よく「いつ寝ているんですか?」と聞かれる。 僕は決まって「移動中に寝ています」と答える。

だから僕的には地方に行ったときに休まる。 新幹線なんかは長く乗るのが好きで東京大阪なんかだとちょっと物足りない感じがする。 新幹線は食事のサービスがないからゆっくりできる。 最近JR西日本は新幹線で「サイレンスカー」なる車両が設置されていて車内放送を一切しない。 これはなかなかうれしい環境でぐっすりと眠ることができる。 でも、駅に着く前にアナウンスがないから寝過ごしやすいという欠点もあるが、万一寝過ごしたとしても反対行きの新幹線に乗り込んでもう少し余分に寝られると思えば許してもよい。 窓側がすきなのは別に景色を見たいからじゃなくて、人の出入りがないから。 飛行機は新幹線に比べると脱出の案内だとか飲み物のサービスだとかシートベルトを付けろだとかいろいろとチャチャが入るのでなかなかぐっすりと眠れないものである。 しかし最近僕ははその過酷な環境でも構わなく熟睡する技を身に付けたようだ。

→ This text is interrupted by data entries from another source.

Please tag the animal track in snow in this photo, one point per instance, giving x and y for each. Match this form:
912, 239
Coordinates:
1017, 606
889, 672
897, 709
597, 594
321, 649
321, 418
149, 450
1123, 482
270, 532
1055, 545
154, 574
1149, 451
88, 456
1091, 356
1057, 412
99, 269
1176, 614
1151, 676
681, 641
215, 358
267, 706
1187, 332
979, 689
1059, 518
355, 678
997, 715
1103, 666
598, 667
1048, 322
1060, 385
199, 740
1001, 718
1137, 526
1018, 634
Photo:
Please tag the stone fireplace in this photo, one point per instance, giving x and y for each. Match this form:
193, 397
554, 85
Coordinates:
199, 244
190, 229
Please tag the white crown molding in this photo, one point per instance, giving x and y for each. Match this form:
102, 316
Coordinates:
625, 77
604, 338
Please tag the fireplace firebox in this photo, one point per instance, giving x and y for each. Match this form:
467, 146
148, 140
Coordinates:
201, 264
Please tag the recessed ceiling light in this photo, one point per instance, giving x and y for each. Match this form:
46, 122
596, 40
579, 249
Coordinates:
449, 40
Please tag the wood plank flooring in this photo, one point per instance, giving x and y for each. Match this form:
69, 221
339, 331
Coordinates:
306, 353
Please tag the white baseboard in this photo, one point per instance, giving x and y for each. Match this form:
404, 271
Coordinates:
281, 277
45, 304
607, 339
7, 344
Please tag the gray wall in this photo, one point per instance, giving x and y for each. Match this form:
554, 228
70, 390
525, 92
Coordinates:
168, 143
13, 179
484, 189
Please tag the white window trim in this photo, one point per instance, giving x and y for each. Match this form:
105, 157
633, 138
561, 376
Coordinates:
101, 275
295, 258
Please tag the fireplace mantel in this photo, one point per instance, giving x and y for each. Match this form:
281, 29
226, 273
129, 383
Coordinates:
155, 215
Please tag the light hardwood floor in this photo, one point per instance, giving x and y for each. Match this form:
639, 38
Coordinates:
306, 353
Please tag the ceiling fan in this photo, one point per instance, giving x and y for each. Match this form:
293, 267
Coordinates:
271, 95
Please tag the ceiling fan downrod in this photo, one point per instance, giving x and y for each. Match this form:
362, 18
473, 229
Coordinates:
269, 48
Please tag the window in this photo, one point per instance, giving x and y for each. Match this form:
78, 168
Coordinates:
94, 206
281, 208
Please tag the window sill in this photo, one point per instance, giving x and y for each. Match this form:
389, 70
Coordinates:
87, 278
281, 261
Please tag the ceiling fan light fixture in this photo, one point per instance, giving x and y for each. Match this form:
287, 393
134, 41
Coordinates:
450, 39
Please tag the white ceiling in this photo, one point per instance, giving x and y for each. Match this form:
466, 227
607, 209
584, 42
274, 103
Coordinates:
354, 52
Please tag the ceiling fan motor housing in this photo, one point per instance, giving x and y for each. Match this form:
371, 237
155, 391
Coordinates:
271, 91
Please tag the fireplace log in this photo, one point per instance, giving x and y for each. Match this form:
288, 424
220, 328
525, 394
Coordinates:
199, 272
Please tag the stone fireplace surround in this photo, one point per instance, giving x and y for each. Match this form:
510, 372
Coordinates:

先日ニュージーランドから帰国する際、11時間の飛行で11時間寝ていた。 つまり乗り込んでシートベルトを付けた直後に眠り始め、関西国際空港着陸後に目覚めた。 一瞬だった。

このセンスを実現するには全てのサービスを放棄する必要がある。 知ると見たくなってしまうので映画の案内に目をやってはいけない。 食事のメニューも然りである。席に着いたらそのまま眠りこくるのがよい。

国際線でこんな感じだから、国内線はもっと徹底している。 待合室でも寝ているし、飛行機に乗ってからも1時間のフライトでちゃんと1時間20分寝ている。 僕はよく大分に行くのであるが、1時間ちょっとの飛行なのに、空港から市内までバスでなんと1時間半かかる。 これはなかなかしめたもので、余計に寝られると思うと嬉しくなっちゃう。

移動中に寝れば寝るほど夜の睡眠が短くて済み、その分限られた人生の時間を有効に使えると確信するのは僕だけだろうか。